The results of this trial differ from the study of verubecestat in mild to moderate Alzheimer’s disease, the investigators noted. Those patients did not decline cognitively as did those with prodromal disease.

“Patients at an earlier stage of the disease may be more sensitive to the effects of substantial BACE-1 inhibition, perhaps because of a role of BACE-1 in normal synaptic function. It is also possible that the effects of verubecestat are due to inhibition of BACE-2,” they said.

 

 

Atabecestat

In a research letter in the same issue of the New England Journal of Medicine (2019 Apr 11;380:1483-5), David Henley, MD, senior director of Janssen’s Alzheimer’s clinical development core, released similarly negative results from an interim analysis of EARLY (Efficacy and Safety Study of Atabecestat in Participants Who Are Asymptomatic at Risk for Developing Alzheimer’s Dementia) trial, a randomized study of the BACE-1 inhibitor candidate, atabecestat.

The phase 2 trial enrolled 557 patients with prodromal Alzheimer’s disease. The primary cognitive end point was change from baseline in the Preclinical Alzheimer’s Cognitive Composite (PACC) score.

This trial was discontinued in May 2018 because of liver-related adverse events, although safety follow-up continues. The research letter did not disclose details of the hepatic events, but a company press release from May 2018 referred to them in a general sense.

“Elevations of liver enzymes, which were serious in nature, have been observed in some study participants who received the Janssen BACE inhibitor, atabecestat. After a thorough evaluation of all available liver safety data from our studies, Janssen has concluded that the benefit-risk ratio is no longer favorable to continue development of atabecestat for people who have late-onset preclinical stage Alzheimer’s disease.”

Patients in EARLY were randomized to 5 mg, 25 mg, or placebo. As in the verubecestat trial, those randomized to placebo did better. The mean changes from baseline in the PACC score were −1.44 in the 25-mg group, −0.58 in the 5-mg group, and −0.32 in the placebo group.

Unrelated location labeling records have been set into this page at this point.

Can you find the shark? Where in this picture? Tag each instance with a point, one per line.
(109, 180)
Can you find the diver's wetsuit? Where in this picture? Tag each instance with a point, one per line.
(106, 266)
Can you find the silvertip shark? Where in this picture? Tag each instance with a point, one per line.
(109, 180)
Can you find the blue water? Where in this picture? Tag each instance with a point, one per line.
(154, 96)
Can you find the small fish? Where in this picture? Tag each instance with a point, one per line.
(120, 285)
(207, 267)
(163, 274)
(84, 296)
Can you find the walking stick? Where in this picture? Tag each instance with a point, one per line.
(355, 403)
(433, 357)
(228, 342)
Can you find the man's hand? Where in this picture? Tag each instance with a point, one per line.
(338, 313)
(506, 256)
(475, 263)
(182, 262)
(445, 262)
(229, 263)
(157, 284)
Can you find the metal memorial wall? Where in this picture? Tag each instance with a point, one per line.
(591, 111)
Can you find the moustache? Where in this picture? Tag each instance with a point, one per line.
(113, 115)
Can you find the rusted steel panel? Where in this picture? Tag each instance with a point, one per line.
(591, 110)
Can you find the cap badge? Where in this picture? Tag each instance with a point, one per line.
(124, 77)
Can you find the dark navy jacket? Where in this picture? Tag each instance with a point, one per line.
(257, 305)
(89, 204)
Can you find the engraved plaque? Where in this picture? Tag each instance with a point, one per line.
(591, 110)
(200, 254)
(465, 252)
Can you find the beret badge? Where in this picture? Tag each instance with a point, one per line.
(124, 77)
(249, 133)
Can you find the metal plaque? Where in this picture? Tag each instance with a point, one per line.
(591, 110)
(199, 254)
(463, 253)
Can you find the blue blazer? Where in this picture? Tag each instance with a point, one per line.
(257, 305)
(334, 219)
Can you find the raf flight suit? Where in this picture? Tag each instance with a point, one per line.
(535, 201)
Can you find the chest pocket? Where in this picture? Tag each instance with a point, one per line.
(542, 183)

“At month 6, the difference between the 25-mg group and the placebo group was −1.12 and the difference between the 5-mg group and the placebo group was −0.26, favoring placebo over the higher dose,” the authors said.

This theme reemerged in a secondary end point, the Repeatable Battery for the Assessment of Neuropsychological Status. The 25-mg group declined 3.58 points more than placebo, and the 5-mg group, 1.43 points more.

Adverse events were more common in the active groups and included depression, effects on sleep and dreams, and anxiety.

“The differences in cognitive performance between the groups are of uncertain clinical significance; however, given similar findings favoring placebo over BACE-1 inhibitors in other trial, we are communicating this potential signal of worsening cognitive function in the treated groups,” Dr. Henley said.